This is really an FQ but I’m putting it here because it’s a trivial culture question.
The style Paul Simon is using in “The Vampire” is (to me) extremely ubiquitous and recognizable. If you told me to sit down at a piano and play “random Cuban song”, this is exactly what I (not an expert) would plink out. But I can’t put a name to the style. I don’t feel it fits to salsa, mambo, rumba, merengue, son.
Going down the YouTube rabbit hole has already been very edifying for me, and I could probably learn a lot from continuing it, but I really would just like to cut to the chase and know what exactly we call this subcategory:
Waiting for the day when AI can identify a song from me going “doot doot doot but then it’s like Tito Puente is going to come in with the timbales but he doesn’t, it’s not him, it’s a different guy, instead it’s like this slow jam but there could be a muted trumpet like bap bapa dap and sometimes they even throw in a violin”
It sounds like what is played in the campo in Cuba; the folk music, in other words.
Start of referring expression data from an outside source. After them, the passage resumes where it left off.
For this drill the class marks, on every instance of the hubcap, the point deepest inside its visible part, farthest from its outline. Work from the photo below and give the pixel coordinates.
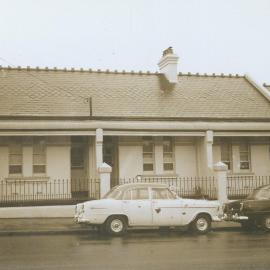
(117, 225)
(202, 224)
(267, 222)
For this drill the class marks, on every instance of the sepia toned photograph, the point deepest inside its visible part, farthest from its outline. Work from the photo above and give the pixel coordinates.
(134, 135)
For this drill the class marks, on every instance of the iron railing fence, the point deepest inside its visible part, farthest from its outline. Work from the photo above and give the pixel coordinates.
(16, 192)
(186, 187)
(31, 192)
(239, 186)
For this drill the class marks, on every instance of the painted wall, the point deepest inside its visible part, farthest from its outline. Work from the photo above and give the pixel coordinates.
(260, 159)
(58, 162)
(185, 160)
(3, 162)
(130, 161)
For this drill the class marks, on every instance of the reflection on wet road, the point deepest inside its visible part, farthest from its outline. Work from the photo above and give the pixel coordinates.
(138, 250)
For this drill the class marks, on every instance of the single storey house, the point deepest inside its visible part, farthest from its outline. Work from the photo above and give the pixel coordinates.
(64, 123)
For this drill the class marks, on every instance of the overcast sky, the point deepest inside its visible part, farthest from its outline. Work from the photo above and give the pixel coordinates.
(229, 36)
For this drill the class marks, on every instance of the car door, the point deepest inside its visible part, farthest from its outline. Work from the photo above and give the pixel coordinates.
(166, 208)
(136, 205)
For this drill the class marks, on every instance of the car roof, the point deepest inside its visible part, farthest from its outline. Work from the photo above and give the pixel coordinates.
(263, 187)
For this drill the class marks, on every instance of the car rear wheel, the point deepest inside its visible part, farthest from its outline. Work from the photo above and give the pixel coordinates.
(201, 224)
(266, 223)
(116, 225)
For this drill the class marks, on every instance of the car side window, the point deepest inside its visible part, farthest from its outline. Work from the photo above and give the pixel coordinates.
(162, 194)
(264, 194)
(127, 195)
(140, 194)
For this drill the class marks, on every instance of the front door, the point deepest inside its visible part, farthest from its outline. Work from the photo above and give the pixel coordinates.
(79, 180)
(110, 156)
(166, 209)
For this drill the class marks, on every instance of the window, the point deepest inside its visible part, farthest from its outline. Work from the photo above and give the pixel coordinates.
(148, 154)
(140, 194)
(39, 155)
(226, 154)
(162, 194)
(244, 156)
(15, 156)
(168, 164)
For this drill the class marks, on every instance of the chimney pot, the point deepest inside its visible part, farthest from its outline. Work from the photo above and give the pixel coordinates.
(168, 65)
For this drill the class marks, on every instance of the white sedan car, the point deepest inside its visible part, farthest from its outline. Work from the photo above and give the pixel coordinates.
(146, 204)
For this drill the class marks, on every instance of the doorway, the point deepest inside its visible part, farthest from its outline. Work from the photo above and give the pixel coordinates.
(110, 156)
(79, 173)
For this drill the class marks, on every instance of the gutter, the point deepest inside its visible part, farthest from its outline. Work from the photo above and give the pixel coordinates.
(265, 92)
(87, 125)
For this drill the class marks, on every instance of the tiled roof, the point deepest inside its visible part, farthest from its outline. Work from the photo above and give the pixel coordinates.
(55, 93)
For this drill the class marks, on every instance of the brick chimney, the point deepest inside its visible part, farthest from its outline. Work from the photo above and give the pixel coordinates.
(168, 65)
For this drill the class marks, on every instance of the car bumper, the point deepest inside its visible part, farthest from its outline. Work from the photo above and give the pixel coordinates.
(234, 217)
(80, 220)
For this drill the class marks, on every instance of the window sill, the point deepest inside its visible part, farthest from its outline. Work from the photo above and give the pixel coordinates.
(15, 178)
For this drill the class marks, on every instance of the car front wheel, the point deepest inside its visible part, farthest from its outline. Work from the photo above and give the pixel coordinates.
(266, 223)
(201, 224)
(116, 225)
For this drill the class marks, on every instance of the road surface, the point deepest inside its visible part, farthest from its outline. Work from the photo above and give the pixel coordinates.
(149, 250)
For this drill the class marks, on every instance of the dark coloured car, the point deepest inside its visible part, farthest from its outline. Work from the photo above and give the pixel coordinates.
(254, 211)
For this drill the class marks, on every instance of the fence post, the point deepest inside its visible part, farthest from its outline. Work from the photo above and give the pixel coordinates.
(220, 170)
(105, 178)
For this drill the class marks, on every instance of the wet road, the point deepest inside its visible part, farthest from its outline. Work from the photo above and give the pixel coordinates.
(138, 250)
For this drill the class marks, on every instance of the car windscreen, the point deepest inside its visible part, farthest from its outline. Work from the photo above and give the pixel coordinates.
(114, 193)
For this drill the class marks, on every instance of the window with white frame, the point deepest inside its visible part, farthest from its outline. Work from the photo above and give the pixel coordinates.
(226, 154)
(39, 155)
(148, 155)
(244, 151)
(15, 156)
(168, 154)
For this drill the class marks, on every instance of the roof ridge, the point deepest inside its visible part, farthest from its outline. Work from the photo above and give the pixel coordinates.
(108, 71)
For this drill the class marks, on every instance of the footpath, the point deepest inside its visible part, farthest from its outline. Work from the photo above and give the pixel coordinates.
(47, 226)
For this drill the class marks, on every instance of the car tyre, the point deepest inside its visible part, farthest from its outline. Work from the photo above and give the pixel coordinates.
(265, 223)
(116, 225)
(201, 224)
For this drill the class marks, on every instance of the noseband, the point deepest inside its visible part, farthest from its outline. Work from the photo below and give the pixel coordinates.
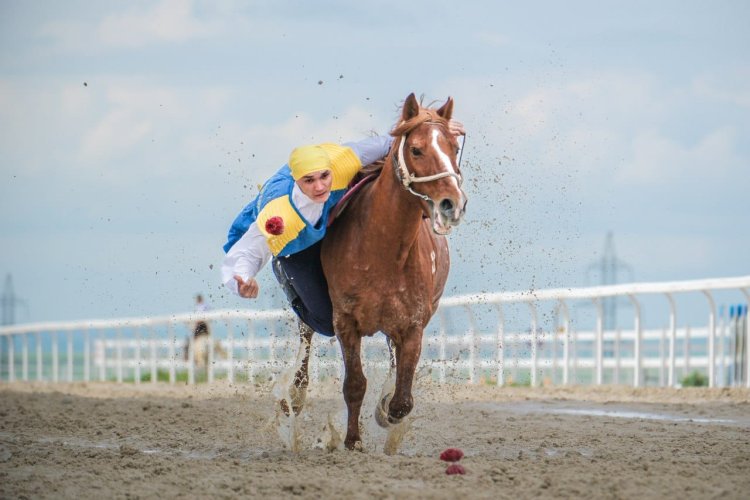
(407, 178)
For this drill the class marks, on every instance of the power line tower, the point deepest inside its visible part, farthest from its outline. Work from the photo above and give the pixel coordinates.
(9, 302)
(608, 268)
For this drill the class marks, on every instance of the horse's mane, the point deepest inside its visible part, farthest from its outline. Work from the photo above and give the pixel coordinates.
(401, 128)
(424, 115)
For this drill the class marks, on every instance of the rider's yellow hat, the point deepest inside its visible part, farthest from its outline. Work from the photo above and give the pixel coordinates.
(305, 160)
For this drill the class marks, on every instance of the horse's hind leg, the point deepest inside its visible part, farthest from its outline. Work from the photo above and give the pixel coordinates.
(298, 389)
(355, 385)
(386, 393)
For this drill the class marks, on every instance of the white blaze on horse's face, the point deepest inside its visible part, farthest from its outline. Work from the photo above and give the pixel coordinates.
(448, 211)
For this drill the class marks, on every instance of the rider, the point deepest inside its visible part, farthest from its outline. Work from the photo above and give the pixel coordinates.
(287, 222)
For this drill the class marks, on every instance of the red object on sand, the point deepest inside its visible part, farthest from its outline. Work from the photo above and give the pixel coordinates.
(455, 469)
(275, 225)
(452, 455)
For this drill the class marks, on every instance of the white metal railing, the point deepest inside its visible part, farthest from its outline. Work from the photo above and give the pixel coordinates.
(555, 353)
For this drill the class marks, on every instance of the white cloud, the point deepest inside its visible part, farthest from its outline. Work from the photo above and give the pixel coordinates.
(657, 159)
(169, 21)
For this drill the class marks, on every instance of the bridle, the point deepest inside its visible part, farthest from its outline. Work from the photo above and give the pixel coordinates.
(407, 178)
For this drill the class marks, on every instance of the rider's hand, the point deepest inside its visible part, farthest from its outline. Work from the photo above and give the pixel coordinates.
(248, 289)
(456, 127)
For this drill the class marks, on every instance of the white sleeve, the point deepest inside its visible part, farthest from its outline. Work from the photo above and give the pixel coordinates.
(371, 149)
(246, 258)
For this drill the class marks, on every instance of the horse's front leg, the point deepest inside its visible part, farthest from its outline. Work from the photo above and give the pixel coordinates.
(298, 389)
(355, 385)
(407, 358)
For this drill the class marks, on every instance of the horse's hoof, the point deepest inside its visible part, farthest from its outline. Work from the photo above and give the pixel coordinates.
(285, 407)
(354, 446)
(298, 395)
(394, 420)
(381, 412)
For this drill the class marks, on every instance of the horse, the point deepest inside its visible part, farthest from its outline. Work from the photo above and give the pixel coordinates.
(386, 257)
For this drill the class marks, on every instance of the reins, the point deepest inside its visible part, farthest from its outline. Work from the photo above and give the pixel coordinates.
(407, 178)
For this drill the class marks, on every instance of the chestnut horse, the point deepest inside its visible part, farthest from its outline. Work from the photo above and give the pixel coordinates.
(386, 257)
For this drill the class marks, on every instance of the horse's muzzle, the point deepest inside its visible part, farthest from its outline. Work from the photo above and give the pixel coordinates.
(448, 213)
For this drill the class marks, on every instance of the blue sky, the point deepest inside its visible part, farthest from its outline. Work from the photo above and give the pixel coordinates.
(133, 132)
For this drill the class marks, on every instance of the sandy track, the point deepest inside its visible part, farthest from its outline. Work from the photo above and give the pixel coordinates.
(105, 440)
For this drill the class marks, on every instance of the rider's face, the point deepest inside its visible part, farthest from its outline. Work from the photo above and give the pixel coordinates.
(317, 185)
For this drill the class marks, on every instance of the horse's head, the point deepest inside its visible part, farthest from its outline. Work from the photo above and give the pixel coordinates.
(425, 158)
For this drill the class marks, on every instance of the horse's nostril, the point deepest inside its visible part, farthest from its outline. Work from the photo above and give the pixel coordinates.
(446, 206)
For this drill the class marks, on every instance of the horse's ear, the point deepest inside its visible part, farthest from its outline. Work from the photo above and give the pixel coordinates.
(446, 110)
(411, 108)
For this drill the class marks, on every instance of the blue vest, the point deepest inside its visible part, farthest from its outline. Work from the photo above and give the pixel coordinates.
(275, 200)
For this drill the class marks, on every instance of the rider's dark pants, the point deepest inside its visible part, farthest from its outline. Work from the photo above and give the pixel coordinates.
(301, 276)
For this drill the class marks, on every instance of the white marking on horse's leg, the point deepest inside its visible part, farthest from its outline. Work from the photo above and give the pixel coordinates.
(286, 424)
(444, 158)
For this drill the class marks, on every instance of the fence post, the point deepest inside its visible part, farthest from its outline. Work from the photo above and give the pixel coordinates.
(746, 293)
(230, 352)
(472, 347)
(534, 326)
(153, 345)
(25, 359)
(566, 343)
(599, 342)
(11, 359)
(55, 358)
(70, 356)
(637, 342)
(86, 355)
(672, 339)
(500, 345)
(172, 358)
(443, 338)
(39, 371)
(711, 338)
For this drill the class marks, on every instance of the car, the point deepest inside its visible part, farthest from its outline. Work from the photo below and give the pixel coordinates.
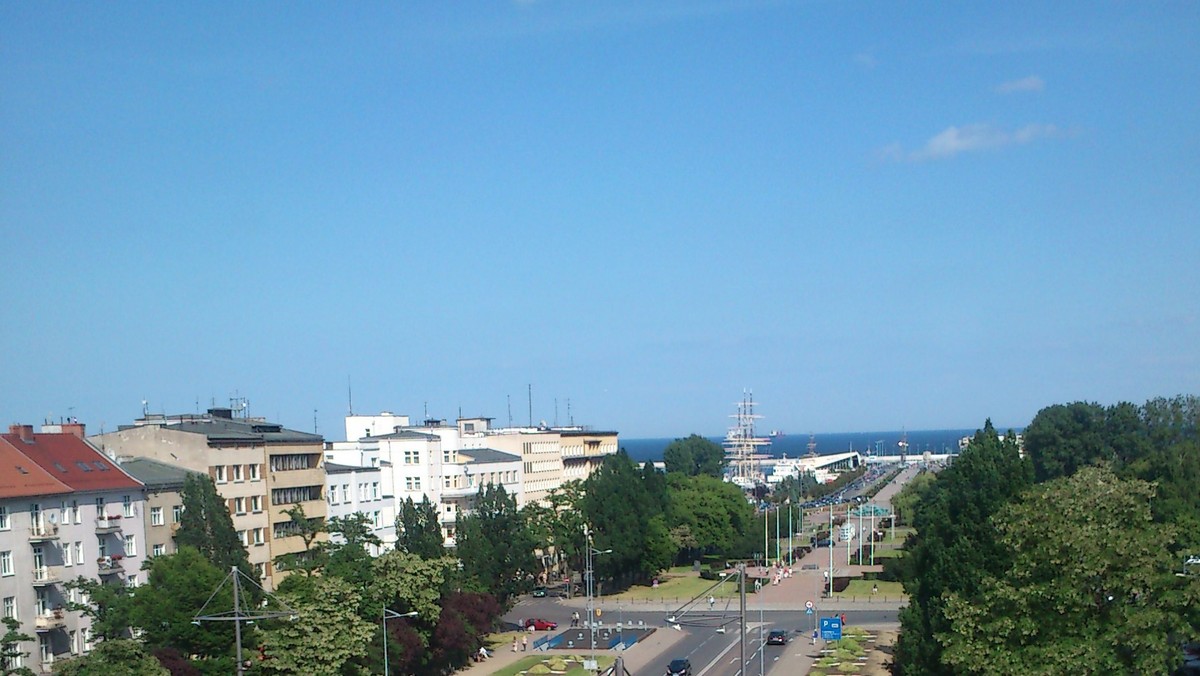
(539, 624)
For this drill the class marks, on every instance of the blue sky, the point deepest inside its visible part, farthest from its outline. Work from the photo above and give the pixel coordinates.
(871, 215)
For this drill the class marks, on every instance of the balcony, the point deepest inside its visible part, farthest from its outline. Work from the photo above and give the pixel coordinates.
(111, 564)
(43, 533)
(51, 621)
(46, 575)
(108, 524)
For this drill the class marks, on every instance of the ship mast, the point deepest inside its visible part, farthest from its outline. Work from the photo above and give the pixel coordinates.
(742, 447)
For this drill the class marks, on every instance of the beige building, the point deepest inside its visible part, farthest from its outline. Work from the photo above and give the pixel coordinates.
(261, 470)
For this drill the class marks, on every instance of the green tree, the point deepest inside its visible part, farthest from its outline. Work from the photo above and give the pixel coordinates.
(1086, 556)
(117, 656)
(713, 513)
(10, 648)
(327, 634)
(695, 455)
(619, 510)
(496, 545)
(108, 605)
(418, 530)
(953, 549)
(179, 585)
(207, 526)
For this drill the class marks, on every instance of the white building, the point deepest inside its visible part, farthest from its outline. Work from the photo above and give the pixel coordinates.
(359, 490)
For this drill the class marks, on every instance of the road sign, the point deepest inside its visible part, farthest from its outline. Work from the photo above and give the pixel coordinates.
(831, 628)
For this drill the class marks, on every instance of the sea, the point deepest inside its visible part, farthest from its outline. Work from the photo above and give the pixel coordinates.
(797, 446)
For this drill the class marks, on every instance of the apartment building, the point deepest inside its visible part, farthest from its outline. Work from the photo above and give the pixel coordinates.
(353, 489)
(163, 503)
(261, 468)
(66, 510)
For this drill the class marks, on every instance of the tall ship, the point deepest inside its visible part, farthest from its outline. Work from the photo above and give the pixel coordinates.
(744, 452)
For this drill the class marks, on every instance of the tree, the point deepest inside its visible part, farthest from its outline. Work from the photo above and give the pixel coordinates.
(207, 526)
(327, 633)
(1086, 555)
(179, 586)
(695, 455)
(621, 514)
(117, 656)
(108, 605)
(10, 648)
(712, 513)
(495, 544)
(953, 549)
(418, 530)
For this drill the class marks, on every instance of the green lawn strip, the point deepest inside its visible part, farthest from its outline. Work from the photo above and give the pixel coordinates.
(863, 588)
(573, 664)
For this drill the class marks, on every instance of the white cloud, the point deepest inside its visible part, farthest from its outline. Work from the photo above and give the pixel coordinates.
(1032, 83)
(969, 138)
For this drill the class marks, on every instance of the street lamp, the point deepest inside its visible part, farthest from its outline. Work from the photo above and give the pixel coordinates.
(393, 615)
(591, 580)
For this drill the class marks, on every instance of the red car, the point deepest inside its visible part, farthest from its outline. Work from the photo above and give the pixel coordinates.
(540, 624)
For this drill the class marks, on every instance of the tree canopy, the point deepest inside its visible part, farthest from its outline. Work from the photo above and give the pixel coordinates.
(694, 455)
(1090, 587)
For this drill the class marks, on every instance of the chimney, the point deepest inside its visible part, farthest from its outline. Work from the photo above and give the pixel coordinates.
(24, 431)
(73, 429)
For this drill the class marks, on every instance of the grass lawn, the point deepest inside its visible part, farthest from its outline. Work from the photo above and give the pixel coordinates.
(570, 664)
(862, 588)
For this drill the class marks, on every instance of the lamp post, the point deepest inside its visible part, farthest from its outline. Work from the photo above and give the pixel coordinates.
(393, 615)
(589, 574)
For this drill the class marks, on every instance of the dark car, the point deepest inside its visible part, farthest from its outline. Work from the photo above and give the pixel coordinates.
(540, 624)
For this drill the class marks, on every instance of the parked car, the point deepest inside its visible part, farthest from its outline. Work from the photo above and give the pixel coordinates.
(679, 668)
(540, 624)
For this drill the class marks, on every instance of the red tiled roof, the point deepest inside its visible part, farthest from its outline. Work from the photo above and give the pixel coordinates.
(21, 477)
(72, 461)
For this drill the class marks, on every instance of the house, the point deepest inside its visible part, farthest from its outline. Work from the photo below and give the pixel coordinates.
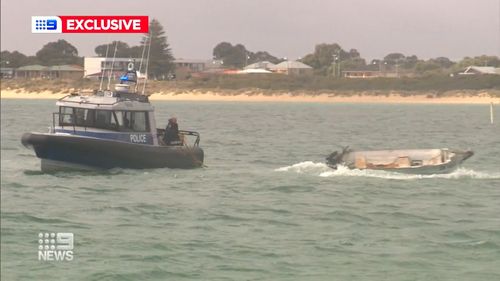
(6, 72)
(49, 72)
(65, 72)
(361, 73)
(98, 67)
(261, 65)
(184, 68)
(35, 71)
(480, 70)
(292, 68)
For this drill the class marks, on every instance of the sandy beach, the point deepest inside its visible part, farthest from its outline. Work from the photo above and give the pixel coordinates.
(253, 96)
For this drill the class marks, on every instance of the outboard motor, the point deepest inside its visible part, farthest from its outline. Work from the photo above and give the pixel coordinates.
(332, 160)
(335, 158)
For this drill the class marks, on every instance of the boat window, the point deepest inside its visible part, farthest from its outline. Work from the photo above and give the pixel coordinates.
(65, 116)
(132, 121)
(139, 122)
(105, 119)
(124, 118)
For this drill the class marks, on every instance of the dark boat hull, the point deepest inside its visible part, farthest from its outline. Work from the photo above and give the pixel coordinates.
(56, 150)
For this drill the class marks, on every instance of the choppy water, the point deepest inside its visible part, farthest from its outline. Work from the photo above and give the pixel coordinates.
(265, 207)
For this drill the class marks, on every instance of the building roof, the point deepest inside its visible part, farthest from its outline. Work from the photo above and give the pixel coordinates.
(37, 67)
(254, 71)
(260, 65)
(481, 69)
(34, 67)
(65, 68)
(190, 61)
(290, 64)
It’s quite similar to what you can hear played by The Buena Vista Social Club.
BVSC is what I keep stumbling across over and over. Definitely they do a lot of what I’m trying to get at, but I had trouble turning up any kind of stylistic description than “Afro-Cuban”. If that’s it, that’s it, but I felt like maybe that’s an approximation for one or more specific things.
That video nailed it right on the head. I knew guajira is a thing, I knew son is a thing, but I didn’t realize there was guajira-son. So I think we can go with that.
Now that you pointed it out, and I’m listening to it, it should have been pretty obvious to me. You can actually hear them singing the phrase guajira-son in many of those songs.